The company states that on December 2, 2025, through a series of mergers under a Business Combination Agreement, Sonnet BioTherapeutics Holdings, Inc. became a direct wholly owned subsidiary of Hyperliquid Strategies Inc., while Rorschach I LLC became another wholly owned subsidiary of Hyperliquid Strategies.

Why is Sonnet BioTherapeutics (SONN) filing a post-effective amendment to its Form S-3 registrations?

In connection with the merger, Sonnet has terminated all offerings of securities under its existing Form S-3 registration statements. Under its prior undertakings, it is now filing a post-effective amendment to terminate the effectiveness of those registration statements and remove from registration all securities that remained unsold.

Which Sonnet BioTherapeutics (SONN) registration statements are affected by this deregistration?

The amendment covers multiple Form S-3 registration statements, including Registration Statement Nos. 333-280705, 333-276250, 333-267171, 333-252049, 333-237795, 333-237354, 333-226107, 333-221844, 333-220336, 333-207409, 333-203679, 333-195055 and 333-193144.

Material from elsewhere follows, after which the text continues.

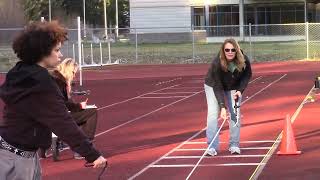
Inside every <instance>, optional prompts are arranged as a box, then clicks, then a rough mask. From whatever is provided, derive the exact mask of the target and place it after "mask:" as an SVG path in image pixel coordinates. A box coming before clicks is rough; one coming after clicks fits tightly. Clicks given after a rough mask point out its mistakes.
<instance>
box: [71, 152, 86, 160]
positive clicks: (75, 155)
mask: <svg viewBox="0 0 320 180" xmlns="http://www.w3.org/2000/svg"><path fill="white" fill-rule="evenodd" d="M73 157H74V159H77V160H81V159H84V157H82V156H81V155H80V154H78V153H74V154H73Z"/></svg>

What types of securities had been registered by Sonnet BioTherapeutics (SONN) under these Form S-3 statements?

The affected Form S-3 statements had registered various securities, including up to 5,770,14 shares of common stock issuable upon exercise of outstanding warrants by selling stockholders and a mixed shelf allowing the company to offer up to $100 million of common stock, preferred stock, warrants, debt securities, subscription rights and/or units.

What happens to Sonnet BioTherapeutics (SONN) securities that were registered but unsold under these Form S-3 statements?

The company states that all securities registered under the listed Form S-3 registration statements that remained unsold as of the date of the post-effective amendment are removed from registration. After giving effect to this amendment, there will be no remaining securities registered by Sonnet under those registration statements.

Does Sonnet BioTherapeutics (SONN) still have any active Form S-3 offerings after this amendment?

No. Sonnet explains that it has terminated all offerings pursuant to its existing Form S-3 registration statements and, after this post-effective amendment becomes effective, there will be no remaining securities registered by the company under those statements.